Hristiyan teolojisinin sunduğu şekliyle Hristiyan sevgisindeki bu problemleri bazı akıllı Hristiyanlar idrak etmiş ve bunun sevgi adıyla sevginin yok edilmesi olduğunu anlamıştır. Şöyle demektedir “Hz. İsa’nın bizim hatalarımız yüzünden öldüğü ve bununla bizi Allah’ın lanetinden koruduğu ve kurtardığı şeklinde iddia edilen hakikat
tamamen reddedilmelidir. Allah (c.c) lanet teorisi yoluyla bilinmemeli bilakis hoşgörü ve muhabbet yoluyla tanınmalıdır. Laneti dindirmek için haçın üzerinde olan kanlı ölüm,ilahî hilm, sabır, sevgi ve sonu olmayan muhabbetle çelişki halindedir. (Mühendis Ahmed Abdulvahhab’ın “Kitabı Mukaddesteki ihtilaflar ve Hristiyanlıktaki önemli gelişmeler s.111” kitabından iktibastır. Kitap modern Hristiyan metin-
lerinden yapılan tam tercümelerden ibarettir.)

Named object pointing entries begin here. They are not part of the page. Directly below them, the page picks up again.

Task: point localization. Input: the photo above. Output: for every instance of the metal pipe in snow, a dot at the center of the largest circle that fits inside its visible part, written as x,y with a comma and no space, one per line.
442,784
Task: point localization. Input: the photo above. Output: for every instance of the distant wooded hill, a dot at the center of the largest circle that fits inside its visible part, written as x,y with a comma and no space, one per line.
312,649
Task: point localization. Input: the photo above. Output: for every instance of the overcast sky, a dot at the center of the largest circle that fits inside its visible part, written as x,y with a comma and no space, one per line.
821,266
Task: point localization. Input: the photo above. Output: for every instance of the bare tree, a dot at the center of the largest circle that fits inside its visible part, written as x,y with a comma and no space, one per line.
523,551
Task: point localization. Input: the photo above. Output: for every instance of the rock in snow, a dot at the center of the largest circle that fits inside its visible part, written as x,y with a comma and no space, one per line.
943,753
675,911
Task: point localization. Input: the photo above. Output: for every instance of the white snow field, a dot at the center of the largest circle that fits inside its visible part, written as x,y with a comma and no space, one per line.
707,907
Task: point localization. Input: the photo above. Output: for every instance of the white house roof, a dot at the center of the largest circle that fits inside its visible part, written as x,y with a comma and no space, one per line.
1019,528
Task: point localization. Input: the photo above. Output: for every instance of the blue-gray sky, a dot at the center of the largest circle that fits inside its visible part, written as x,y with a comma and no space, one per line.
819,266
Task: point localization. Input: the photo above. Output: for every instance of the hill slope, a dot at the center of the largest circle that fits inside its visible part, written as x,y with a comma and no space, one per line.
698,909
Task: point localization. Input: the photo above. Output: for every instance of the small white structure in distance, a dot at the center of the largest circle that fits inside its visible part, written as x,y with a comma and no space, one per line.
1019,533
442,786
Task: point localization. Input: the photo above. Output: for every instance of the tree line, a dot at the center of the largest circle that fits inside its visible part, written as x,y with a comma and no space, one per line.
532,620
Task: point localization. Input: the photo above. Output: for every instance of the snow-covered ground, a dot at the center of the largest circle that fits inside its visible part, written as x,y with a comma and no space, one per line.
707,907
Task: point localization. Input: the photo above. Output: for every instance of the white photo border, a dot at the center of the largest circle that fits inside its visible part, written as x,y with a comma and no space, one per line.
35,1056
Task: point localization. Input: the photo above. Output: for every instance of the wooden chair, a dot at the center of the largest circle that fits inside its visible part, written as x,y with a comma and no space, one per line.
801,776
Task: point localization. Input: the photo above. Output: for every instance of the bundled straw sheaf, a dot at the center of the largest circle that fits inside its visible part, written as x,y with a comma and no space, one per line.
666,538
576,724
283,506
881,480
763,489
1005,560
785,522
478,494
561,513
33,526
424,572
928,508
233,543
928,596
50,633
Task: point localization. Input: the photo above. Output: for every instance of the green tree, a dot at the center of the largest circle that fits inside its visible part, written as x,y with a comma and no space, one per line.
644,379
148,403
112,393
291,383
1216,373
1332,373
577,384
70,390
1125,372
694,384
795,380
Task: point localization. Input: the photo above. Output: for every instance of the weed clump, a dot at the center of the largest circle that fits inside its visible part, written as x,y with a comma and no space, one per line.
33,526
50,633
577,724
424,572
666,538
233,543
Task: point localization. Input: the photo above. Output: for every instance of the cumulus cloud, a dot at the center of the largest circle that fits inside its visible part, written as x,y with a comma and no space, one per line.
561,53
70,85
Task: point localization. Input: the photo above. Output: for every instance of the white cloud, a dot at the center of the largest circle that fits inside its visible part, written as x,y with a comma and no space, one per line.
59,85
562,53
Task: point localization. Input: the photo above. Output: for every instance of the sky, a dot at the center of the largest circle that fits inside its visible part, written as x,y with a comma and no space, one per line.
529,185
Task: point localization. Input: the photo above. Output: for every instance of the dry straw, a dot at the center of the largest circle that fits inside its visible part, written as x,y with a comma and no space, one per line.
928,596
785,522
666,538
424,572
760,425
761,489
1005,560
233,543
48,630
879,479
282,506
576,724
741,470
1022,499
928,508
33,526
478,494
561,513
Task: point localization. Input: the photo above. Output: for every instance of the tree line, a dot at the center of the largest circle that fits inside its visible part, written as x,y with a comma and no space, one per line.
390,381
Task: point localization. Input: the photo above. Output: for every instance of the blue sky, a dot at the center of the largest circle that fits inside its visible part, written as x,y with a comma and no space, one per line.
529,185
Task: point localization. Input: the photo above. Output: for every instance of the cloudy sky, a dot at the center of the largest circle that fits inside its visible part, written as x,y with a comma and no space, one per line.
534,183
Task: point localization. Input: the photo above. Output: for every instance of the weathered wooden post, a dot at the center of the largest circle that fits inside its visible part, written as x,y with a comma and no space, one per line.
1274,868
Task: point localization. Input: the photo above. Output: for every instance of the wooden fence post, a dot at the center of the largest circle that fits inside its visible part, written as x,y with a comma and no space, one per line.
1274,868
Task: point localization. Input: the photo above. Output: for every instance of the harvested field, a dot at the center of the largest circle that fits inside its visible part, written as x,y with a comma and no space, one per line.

12- Bu neticenin herkes tarafından bilinen hakikat olmasına rağmen müsteşrikler bilinen sebeplerden dolayı ısrarla Hıristiyanlıkta gördükleri şekilde İslam’da da akıl ve vahiy arasında bir çatışmanın olduğunu farz ettiler. Bu çabalar ise örneklerini zikretmeye okuyucunun ihtiyaç hissetmediği İslam dünyasındaki bazı modern yazarların da tuzağına düştükleri fikrî bir sapkınlıktan başka bir şey değildir. Bu çabalara dayanan kitaplardan birisi İngiliz Müsteşrik A. J. Arberry’nin “İslamda Akıl ve Vahiy” adlı kitabıdır.Arberry bu kitapta -kendisinin söylediği gibi- fıkıh, tasavvuf ve ilmi kelam ekollerinin kendi sahalarında akıl ve vahiy arasındaki çatışmayı engelleme çabalarının kıymetini öğrenmek istemiştir. Ona göre bu ekoller ve ilmî sahalar bu çabaların sonucu olmaktan başka bir şey değildir. “Reason and Revelation in Islam” isimli İngilizce kitabına özellikle de mukaddimesine bkz.